El sacerdote inició la ceremonia sin preámbulos. Su voz retumbaba entre los muros de piedra, invocando las bendiciones de los antiguos y de los reinos vecinos. Regina respondía con voz clara, aunque serena, como si supiera que el acto no marcaba un inicio, sino un nuevo deber.
Cuando fue el turno de Kael, su respuesta fue breve, firme, casi militar.
La unión fue sellada sin aplausos, sin clamor. Solo un silencio profundo se extendió por el jardín, interrumpido por el canto lejano de un ave solitaria.
Al término de la ceremonia, Kael se inclinó levemente hacia Regina.
-Partimos en una hora.

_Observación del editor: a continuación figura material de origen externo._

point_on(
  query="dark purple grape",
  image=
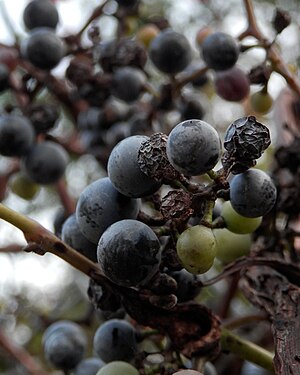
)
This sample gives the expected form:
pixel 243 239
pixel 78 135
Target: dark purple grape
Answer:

Puede despedirse -le indicó con tono correcto, sin frialdad, pero tampoco con afecto.
Regina asintió, sin inmutarse. Se volvió hacia la reina consorte, que aguardaba a pocos pasos. Sus ojos se cruzaron por última vez.
-Adiós -susurró Regina.
-Ve con la frente en alto -respondió la reina-. Y recuerda quién eres.
Regina caminó junto a Dalia, que llevaba un solo baúl. No hubo desfile ni cortejo. Solo un carruaje sencillo para ella y su dama de compañía, seguido por una comitiva de soldados del rey Kael que los escoltaría hacia su nuevo destino.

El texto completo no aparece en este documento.